Astrostatistics News
Issue 7, October 2025
Issue Editors: Jessi Cisewski-Kehe, David W. Hogg, Vinay L. Kashyap, Aneta Siemiginowska
Astrostatistics News (AN) is a newsletter designed to inform, promote, cultivate, and inspire the astrostatistics community.
By Aarya Patil (Max Planck Institute for Astronomy)
Astronomy is entering a new era in which data are generated at an unprecedented pace, often exceeding petabytes per day. This deluge of information has led to close collaboration between astronomers and statisticians, driving the development of innovative, data-driven techniques. As a result, astrostatistics has maintained a strong presence at the Joint Statistical Meetings (JSM), a tradition carried forward at the 2025 JSM in Nashville, Tennessee.
The meeting featured a range of talks for the Astrostatistics Interest Group (AIG) Student Paper Competition. Finalists and winners, listed at astrostat.org/competition/winners.html, covered topics ranging from extragalactic phenomena and galaxies to stellar science and improved treatment of astronomical uncertainties. A dedicated session on "Advances in Time-Series Analysis for Astronomy’s Big Data Era" highlighted innovative methods for tackling astronomical time series data. Space missions like Kepler, TESS, and the upcoming PLATO provide long, evenly-sampled time series that help us study dynamic events in the Universe. However, the vast scale and complexity of these data pose challenges for traditional methods. In addition, the ground-based Vera Rubin Observatory has begun a decade-long sky survey, generating irregular, sparse time series across six bandpasses. Combining these data into a unified statistical model will be a major challenge, which was discussed thoroughly in the JSM session.
Throughout the week, the AIG Community Table in the Expo Hall encouraged informal conversations between astrostatisticians and the broader statistics community. The AIG also hosted contributed poster presentations, followed by its annual business meeting and lunch, where members discussed the group’s future plans. With its combination of networking opportunities, social events, and cutting-edge sessions, JSM continues to be an ideal venue for astronomers to explore new methodologies, present their research, and engage with the wider statistical community.

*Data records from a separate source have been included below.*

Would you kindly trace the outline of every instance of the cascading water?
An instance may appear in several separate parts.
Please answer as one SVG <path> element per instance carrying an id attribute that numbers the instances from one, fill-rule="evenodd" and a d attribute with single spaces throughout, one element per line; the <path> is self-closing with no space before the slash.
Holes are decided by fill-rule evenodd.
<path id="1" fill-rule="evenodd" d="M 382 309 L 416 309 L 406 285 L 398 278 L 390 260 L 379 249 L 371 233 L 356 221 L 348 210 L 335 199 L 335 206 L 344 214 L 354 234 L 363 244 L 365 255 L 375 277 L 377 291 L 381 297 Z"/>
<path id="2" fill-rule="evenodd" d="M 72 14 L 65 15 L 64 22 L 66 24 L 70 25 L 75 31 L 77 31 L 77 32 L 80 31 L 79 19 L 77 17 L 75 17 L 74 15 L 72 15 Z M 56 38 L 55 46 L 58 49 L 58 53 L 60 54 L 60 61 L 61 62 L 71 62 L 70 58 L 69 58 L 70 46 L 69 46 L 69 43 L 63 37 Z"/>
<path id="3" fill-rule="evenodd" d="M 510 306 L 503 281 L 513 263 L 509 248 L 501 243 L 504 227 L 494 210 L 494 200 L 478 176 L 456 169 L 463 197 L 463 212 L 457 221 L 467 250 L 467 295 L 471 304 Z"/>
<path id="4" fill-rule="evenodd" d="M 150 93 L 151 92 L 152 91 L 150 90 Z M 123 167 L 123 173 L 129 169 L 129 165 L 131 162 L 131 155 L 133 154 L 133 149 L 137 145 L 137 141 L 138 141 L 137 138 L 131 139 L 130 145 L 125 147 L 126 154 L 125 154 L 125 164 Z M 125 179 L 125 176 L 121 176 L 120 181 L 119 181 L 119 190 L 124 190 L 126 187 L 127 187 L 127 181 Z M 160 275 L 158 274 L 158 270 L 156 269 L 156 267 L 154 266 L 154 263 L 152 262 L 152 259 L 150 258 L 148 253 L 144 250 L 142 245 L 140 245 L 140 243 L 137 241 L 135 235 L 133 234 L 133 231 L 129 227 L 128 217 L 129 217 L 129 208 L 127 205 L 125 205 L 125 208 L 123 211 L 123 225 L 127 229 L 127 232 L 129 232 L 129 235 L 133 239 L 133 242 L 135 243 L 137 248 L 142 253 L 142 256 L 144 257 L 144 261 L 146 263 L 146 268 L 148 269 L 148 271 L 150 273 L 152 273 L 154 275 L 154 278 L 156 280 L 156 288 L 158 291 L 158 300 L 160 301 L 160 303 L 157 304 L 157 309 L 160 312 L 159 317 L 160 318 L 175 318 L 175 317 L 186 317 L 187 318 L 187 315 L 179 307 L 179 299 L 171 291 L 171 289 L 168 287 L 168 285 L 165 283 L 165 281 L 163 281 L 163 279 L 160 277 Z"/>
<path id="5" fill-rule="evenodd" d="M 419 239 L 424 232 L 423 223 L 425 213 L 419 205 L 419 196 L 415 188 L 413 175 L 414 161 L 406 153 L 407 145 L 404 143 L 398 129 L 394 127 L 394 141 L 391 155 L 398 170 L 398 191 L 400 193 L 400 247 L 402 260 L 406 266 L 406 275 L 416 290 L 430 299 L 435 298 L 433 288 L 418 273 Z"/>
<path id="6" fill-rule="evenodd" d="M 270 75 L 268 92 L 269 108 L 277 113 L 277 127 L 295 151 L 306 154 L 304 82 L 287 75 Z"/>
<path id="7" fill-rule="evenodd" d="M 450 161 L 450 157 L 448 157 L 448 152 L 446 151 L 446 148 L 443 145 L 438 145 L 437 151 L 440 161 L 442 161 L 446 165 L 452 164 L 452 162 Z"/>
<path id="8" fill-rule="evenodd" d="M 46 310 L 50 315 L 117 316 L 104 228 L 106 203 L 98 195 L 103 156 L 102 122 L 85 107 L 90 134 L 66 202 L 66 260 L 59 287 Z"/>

By Joseph Salzer (University of Wisconsin-Madison)
Workshop website: https://www.iastro.pt/research/conferences/eprv6/
Attending the Sixth Workshop on Extremely Precise Radial Velocities (EPRV 6) in Porto, Portugal was both exciting and a little daunting. As a statistics PhD student working with astronomical data, I was presenting my work to an audience of seasoned astronomers. Fortunately, the community proved to be both welcoming and rigorously data-driven. The SOC, led by Susana Barros and Nuno Santos, organized this meeting to improve the radial velocity (RV) method for exoplanet detection and characterization. Invited speakers included Nobel laureate Michel Mayor, who, along with Didier Queloz, was awarded half of the 2019 Nobel Prize in Physics for the discovery of the first exoplanet orbiting a sun-like star (51 Pegasi b, see https://www.nobelprize.org/prizes/physics/2019/summary/). The workshop covered topics in post-processing techniques and stellar activity: the intricate processes inside and on the surface of stars that can distort RV measurements. Splinter sessions highlighted Gaussian process regression, deep neural networks, and “Sun‑as‑a‑Star” datasets, which serve as vital benchmarks for testing statistical methods aimed at mitigating stellar activity. Session chairs organized spirited discussions on best practices for comparing RV models in exoplanet characterization. A particular highlight was the continued development of RV data challenges for the community to benchmark their models through the Extreme Stellar Signals Project (ESSP), which is an EPRV data challenge led by Lily Zhao (Sagan Fellow, University of Chicago).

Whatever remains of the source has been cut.